Un’enorme bandiera della pace sui Giardini estensi, è passata la Carovana delle Acli
La città giardino ha accolto studenti, volontari e cittadini in un pomeriggio dedicato alla costruzione condivisa della pace, tra momenti simbolici e testimonianze dal territorio
La “Carovana della Pace” delle ACLI ha fatto tappa domenica 9 novembre ai Giardini Estensi di Varese, portando con sé un messaggio forte e condiviso: la pace si costruisce attraverso il lavoro dignitoso, l’inclusione e il dialogo. Quella varesina è stata la prima tappa lombarda – la 47esima in Italia – del percorso promosso dalle ACLI su scala nazionale.
Pace, lavoro e cittadinanza attiva
L’iniziativa, dal titolo Peace at Work – L’Italia del lavoro costruisce la pace, è stata pensata per coinvolgere studenti, volontari, lavoratori e cittadini in un pomeriggio di riflessione partecipata. L’obiettivo? Ribadire che il lavoro, se equo e rispettoso della dignità umana, è uno strumento fondamentale di coesione sociale.
A fare gli onori di casa, il sindaco di Varese Davide Galimberti, che ha aperto ufficialmente l’evento alle 14.30 con un intervento rivolto ai presenti in cui ha ribadito l’importanza di promuovere le comunità solidali, attente alle fragilità e fondate sul rispetto dei diritti.
Un flash mob per la pace
Il momento centrale della giornata è stato il flash mob delle ore 15: studenti, volontari e scout hanno animato i Giardini Estensi con cori, colori e una grande bandiera della pace che ha unito idealmente tutti i partecipanti. Un gesto semplice ma carico di significato, che ha colpito per la partecipazione e il coinvolgimento, soprattutto delle nuove generazioni.
Un ulivo per la comunità
Intorno alle 16 è stato donato un ulivo all’Associazione Olivicoltori “Olio di Sant’Imerio” di Bosto, simbolo di pace e rinascita. Un gesto che unisce idealmente la vocazione agricola del territorio al messaggio della Carovana, sottolineando l’importanza del radicamento nel territorio e del prendersi cura del bene comune.

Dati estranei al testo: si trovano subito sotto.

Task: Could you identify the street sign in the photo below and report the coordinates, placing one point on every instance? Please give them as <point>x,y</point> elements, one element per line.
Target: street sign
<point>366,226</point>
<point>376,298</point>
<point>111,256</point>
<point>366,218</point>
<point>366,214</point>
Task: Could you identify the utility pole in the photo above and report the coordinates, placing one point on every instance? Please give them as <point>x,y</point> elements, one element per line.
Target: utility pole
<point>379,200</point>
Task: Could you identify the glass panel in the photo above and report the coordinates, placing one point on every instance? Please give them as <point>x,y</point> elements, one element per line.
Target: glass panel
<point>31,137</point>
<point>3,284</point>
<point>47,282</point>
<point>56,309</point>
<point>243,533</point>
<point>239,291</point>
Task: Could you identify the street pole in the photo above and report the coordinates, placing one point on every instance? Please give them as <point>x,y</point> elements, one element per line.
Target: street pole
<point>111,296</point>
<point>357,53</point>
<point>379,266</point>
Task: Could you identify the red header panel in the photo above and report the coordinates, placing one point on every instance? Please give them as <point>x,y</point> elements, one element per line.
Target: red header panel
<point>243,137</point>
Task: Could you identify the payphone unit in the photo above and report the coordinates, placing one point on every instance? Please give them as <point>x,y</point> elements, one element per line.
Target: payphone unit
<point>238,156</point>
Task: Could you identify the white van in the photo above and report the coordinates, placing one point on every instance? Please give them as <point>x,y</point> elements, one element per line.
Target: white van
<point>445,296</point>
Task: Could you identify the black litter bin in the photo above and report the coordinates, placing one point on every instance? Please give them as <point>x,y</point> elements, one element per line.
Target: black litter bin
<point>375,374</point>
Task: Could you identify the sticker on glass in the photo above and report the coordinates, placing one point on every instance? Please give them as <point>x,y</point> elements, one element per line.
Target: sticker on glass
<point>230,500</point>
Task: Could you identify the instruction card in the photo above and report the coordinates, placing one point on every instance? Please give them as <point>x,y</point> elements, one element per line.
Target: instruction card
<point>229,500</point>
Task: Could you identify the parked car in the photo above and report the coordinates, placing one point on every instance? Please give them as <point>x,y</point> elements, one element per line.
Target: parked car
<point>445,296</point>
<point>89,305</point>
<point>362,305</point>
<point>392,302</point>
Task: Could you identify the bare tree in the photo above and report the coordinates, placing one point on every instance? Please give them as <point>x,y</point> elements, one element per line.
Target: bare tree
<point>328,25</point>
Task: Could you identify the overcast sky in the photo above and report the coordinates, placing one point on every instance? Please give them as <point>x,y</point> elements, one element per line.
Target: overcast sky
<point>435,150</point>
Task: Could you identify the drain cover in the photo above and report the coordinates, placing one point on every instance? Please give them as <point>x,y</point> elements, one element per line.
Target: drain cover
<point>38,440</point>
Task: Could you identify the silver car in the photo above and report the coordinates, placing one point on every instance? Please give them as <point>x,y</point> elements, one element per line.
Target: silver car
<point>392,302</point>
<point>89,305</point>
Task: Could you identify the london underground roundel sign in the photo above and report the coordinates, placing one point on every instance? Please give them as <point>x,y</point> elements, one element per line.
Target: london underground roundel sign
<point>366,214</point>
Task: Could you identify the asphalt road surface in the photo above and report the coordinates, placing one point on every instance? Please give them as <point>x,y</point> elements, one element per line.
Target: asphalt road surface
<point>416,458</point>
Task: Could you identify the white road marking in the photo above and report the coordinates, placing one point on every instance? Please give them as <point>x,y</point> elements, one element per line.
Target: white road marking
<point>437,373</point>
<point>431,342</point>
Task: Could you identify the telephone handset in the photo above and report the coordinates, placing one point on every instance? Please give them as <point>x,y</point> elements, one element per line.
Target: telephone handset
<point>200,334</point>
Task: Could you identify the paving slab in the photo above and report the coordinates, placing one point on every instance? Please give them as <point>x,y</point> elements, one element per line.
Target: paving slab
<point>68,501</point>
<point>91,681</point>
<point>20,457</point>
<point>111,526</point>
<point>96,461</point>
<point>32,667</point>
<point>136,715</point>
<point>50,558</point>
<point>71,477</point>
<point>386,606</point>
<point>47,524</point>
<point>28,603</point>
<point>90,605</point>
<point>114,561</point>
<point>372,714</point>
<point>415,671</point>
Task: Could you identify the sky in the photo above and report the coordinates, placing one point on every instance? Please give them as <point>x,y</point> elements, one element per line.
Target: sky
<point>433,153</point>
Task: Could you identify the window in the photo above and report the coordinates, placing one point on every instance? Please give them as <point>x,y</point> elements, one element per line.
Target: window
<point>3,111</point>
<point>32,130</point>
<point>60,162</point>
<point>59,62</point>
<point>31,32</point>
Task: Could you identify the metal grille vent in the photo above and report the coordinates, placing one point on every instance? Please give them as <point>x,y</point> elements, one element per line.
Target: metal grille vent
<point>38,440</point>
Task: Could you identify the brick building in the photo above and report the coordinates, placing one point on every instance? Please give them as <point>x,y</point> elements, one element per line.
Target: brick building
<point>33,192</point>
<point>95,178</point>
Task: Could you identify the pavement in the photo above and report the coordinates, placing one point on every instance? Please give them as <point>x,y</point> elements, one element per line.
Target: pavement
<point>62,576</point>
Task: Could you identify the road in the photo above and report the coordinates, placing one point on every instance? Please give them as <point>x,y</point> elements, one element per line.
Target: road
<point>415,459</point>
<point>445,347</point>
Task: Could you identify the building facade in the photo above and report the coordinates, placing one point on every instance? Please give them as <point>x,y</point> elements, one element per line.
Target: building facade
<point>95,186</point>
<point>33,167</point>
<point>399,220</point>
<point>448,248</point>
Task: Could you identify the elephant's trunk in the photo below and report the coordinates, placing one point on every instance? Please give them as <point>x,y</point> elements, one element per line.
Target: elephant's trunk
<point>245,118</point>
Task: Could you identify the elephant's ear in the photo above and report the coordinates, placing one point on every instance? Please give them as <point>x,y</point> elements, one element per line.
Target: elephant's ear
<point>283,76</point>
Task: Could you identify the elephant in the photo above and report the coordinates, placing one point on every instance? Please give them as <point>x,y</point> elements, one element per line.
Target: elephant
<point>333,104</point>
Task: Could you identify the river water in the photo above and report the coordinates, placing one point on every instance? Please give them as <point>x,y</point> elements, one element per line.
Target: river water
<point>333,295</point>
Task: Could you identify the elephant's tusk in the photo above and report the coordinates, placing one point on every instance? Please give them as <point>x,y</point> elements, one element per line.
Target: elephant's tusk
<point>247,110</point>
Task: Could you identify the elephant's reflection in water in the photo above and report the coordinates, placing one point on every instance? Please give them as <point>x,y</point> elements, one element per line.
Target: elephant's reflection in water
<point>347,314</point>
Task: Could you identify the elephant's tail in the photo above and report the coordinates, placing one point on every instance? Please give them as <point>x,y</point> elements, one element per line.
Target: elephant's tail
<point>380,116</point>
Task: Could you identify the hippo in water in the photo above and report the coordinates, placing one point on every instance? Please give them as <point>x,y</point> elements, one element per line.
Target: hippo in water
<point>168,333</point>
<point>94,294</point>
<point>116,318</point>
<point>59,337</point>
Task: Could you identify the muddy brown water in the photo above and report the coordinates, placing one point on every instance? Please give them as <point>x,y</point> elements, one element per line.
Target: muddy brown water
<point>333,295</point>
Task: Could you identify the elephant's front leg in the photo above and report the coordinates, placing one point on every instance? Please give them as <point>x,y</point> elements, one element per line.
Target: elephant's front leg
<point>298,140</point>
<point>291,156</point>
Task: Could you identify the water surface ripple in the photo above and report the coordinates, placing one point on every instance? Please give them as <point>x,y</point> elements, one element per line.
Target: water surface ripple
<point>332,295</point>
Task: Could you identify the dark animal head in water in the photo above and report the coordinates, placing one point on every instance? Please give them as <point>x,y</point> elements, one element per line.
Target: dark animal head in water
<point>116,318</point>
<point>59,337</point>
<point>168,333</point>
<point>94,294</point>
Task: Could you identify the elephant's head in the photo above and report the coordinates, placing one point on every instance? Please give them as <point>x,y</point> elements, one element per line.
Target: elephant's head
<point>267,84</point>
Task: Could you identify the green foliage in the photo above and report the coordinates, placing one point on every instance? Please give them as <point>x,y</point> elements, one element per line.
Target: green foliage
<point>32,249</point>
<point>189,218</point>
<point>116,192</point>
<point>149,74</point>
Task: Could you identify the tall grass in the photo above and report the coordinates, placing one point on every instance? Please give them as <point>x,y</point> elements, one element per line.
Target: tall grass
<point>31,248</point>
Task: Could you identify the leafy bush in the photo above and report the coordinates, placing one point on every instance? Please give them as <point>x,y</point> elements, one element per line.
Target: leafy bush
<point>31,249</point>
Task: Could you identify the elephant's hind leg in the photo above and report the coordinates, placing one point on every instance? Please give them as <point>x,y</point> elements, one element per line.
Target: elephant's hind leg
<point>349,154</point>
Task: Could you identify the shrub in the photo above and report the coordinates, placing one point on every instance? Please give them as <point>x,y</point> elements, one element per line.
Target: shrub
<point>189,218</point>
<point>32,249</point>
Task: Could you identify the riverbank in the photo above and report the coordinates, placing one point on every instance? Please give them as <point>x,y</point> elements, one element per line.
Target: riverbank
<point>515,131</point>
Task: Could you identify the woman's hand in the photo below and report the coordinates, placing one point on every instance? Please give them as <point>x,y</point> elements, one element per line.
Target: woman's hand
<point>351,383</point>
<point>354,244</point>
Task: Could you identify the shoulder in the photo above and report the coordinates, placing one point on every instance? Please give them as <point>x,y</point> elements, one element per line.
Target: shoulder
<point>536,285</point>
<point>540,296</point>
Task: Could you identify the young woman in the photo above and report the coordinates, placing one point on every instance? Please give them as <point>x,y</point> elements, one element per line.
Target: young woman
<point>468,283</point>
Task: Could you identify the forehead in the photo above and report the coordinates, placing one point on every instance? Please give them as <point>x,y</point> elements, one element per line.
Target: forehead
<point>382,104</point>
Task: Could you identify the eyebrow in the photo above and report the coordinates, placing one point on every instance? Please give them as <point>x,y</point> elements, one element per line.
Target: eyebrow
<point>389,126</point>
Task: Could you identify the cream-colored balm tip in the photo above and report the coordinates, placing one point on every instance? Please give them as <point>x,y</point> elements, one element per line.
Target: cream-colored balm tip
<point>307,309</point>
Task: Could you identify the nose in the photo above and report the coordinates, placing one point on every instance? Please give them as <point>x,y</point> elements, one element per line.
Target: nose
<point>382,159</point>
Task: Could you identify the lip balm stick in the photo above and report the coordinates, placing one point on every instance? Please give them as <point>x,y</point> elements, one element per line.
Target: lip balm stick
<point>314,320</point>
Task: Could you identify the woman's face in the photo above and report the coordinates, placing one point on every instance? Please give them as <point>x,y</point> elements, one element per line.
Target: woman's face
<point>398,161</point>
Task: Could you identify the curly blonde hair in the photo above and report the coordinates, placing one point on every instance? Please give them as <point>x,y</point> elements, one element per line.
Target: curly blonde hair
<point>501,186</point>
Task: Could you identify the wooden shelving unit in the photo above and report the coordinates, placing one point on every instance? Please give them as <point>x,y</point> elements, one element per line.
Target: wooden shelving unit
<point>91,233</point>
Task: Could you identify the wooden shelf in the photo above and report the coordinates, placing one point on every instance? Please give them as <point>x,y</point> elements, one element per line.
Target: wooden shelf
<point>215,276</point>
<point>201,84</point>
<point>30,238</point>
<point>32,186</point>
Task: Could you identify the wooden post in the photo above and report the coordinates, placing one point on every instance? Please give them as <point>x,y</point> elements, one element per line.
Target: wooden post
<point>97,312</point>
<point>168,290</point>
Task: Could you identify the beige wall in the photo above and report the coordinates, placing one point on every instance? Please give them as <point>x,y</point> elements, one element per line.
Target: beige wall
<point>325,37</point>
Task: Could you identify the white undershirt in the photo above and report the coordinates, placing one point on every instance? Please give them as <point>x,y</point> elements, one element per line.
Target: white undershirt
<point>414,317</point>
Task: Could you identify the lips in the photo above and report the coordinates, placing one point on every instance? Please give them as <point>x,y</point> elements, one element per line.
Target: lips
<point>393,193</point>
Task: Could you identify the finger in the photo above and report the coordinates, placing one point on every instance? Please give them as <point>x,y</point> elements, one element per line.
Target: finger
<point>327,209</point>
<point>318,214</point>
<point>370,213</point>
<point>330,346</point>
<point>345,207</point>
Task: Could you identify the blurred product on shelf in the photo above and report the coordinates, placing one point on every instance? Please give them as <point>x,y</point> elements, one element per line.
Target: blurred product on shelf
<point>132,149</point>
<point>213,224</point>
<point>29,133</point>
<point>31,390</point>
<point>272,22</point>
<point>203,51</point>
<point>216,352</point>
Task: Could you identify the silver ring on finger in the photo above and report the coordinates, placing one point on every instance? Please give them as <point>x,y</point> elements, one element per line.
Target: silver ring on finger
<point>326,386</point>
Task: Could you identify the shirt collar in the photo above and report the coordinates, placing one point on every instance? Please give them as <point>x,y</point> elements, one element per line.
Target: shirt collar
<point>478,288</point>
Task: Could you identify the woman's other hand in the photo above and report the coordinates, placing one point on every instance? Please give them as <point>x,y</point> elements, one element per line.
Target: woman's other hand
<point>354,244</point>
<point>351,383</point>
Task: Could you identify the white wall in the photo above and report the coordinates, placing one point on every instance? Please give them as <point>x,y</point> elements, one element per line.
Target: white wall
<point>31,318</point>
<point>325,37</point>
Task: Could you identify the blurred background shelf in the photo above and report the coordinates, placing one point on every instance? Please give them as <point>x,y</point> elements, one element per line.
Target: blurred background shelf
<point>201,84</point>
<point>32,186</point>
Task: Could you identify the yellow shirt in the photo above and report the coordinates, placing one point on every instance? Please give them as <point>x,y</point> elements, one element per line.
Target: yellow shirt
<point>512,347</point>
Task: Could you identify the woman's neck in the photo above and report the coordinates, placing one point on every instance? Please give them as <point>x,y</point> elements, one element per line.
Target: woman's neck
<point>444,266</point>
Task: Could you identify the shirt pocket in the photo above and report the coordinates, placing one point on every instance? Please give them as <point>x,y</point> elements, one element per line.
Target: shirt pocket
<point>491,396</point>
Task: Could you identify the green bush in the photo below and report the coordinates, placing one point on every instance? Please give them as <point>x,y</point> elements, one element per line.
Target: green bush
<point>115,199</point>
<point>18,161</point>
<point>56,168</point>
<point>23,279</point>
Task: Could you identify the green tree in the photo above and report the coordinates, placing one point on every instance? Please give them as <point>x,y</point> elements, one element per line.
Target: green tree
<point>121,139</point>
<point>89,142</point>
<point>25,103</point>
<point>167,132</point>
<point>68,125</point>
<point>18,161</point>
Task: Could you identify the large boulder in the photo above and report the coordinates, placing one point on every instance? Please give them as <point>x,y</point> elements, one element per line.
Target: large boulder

Incontro e dialogo alla sede ACLI
La giornata si è conclusa con un momento conviviale nella sede ACLI di via Speri della Chiesa 9. Protagonisti sono stati i volontari e i ragazzi impegnati nella Scuola di Italiano per Stranieri, testimoni concreti di un impegno quotidiano per l’integrazione e la costruzione di una comunità più inclusiva.
Una rete per la pace
La Carovana della Pace è promossa a livello nazionale dalle ACLI, in collaborazione con il Ministero del Lavoro e delle Politiche Sociali, il Dipartimento per le politiche sociali, del terzo settore e migratorie, con il patrocinio della CEI – Ufficio Nazionale per i Problemi Sociali e il Lavoro –, della Rete Italiana Pace e Disarmo e della Fondazione perugina per la pace e la cooperazione.